Pulling together the budget
Jared Thurber
Issue date: 4/28/08 Section: News
|
But the way the system worked, it never really mattered. Realistically, prior to 2007, there was no "real" budget in place to be overspent.
When a department at an institution like USM doesn't have practical, transparent accounting practices, it's prone to develop a "structural deficit," said James O'Brien, the administrative assistant for the president's office.
A structural deficit, he says, occurs when financial responsibilities of the department grow, but its budget stays the same. He gives the example of increasing pay-rates based on a 3 percent inflation rate. "You'd assume that the account that you use to pay that person would be increased to accommodate the change. That wasn't the case here."
According to O'Brien, the amount of money budgeted for the president's office remained the same from 1991 until last year. Although the president's office is but a grain of sand on the USM beach, the lack of accounting, which allowed for overspending, was symptomatic of the university as a whole.
"Under the [former] Chief Financial Officer, Sam Andrews, the strategy was spend first, we will find money later," O'Brien said. "Some departments consistently have an excess of funds at the end of the year, while others consistently overspend their budget."
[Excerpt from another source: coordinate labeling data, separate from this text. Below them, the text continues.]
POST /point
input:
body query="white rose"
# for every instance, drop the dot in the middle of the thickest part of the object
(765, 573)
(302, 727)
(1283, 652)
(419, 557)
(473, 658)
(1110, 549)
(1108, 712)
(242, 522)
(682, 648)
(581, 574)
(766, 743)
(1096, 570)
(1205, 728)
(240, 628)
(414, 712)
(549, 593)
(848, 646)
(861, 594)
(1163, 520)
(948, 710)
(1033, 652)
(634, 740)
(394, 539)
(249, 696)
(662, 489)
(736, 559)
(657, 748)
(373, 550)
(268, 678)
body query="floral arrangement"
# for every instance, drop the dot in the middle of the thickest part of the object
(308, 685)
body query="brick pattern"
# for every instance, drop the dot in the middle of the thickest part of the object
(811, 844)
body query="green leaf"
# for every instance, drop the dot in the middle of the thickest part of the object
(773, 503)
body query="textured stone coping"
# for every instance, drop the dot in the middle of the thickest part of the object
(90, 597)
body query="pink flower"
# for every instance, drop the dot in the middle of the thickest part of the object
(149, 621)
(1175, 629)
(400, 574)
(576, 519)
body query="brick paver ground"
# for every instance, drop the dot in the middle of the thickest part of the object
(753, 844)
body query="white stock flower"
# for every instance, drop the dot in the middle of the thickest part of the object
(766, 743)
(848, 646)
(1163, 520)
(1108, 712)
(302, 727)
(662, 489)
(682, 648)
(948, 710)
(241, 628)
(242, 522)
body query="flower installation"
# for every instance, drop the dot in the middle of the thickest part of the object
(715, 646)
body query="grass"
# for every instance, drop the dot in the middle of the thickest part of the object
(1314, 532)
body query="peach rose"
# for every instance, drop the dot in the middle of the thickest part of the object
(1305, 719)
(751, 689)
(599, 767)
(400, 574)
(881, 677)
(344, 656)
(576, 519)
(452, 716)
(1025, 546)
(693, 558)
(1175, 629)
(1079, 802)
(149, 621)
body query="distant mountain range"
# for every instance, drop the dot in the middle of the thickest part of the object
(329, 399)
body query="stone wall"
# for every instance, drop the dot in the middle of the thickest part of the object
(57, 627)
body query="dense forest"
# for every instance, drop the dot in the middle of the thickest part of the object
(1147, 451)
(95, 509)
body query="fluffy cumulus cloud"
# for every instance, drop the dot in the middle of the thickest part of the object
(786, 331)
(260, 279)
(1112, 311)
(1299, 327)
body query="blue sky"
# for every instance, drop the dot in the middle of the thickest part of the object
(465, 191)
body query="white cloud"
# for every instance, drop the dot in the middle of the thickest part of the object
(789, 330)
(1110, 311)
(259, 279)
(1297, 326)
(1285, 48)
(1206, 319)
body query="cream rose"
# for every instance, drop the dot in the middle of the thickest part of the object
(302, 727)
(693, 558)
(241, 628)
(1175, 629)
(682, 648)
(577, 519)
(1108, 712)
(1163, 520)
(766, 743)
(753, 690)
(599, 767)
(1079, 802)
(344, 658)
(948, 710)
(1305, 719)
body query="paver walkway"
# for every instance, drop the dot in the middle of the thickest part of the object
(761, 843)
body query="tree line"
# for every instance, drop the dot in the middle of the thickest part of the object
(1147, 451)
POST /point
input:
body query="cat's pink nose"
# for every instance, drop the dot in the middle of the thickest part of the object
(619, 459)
Andrews was the CFO for more than 30 years, and, according to O'Brien, "he knew where pools of money were." Money sloshed back and forth between pools to cover departments who overspent. His office, the president's office, was one of the over-spenders.
To get some perspective on this method of budgeting - which to some extent might seem reasonable to those of us who slosh money back and forth between a checking and savings account to make sure nothing bounces - we called up a few people in the financial advising business.
In regards to the old "spend first, find later" strategy, Mark Dorsett of Northeast Financial said that, "by definition, that is not a budget."
"It sounds to me like a case of poor planning, nobody seemed to be doing any accounting," said Larry Dwight, a financial advisor at Morgan Stanley & Co.
"It is best to pay as you go, put some money aside in a rainy day fund, create a budget and stick with it," he said.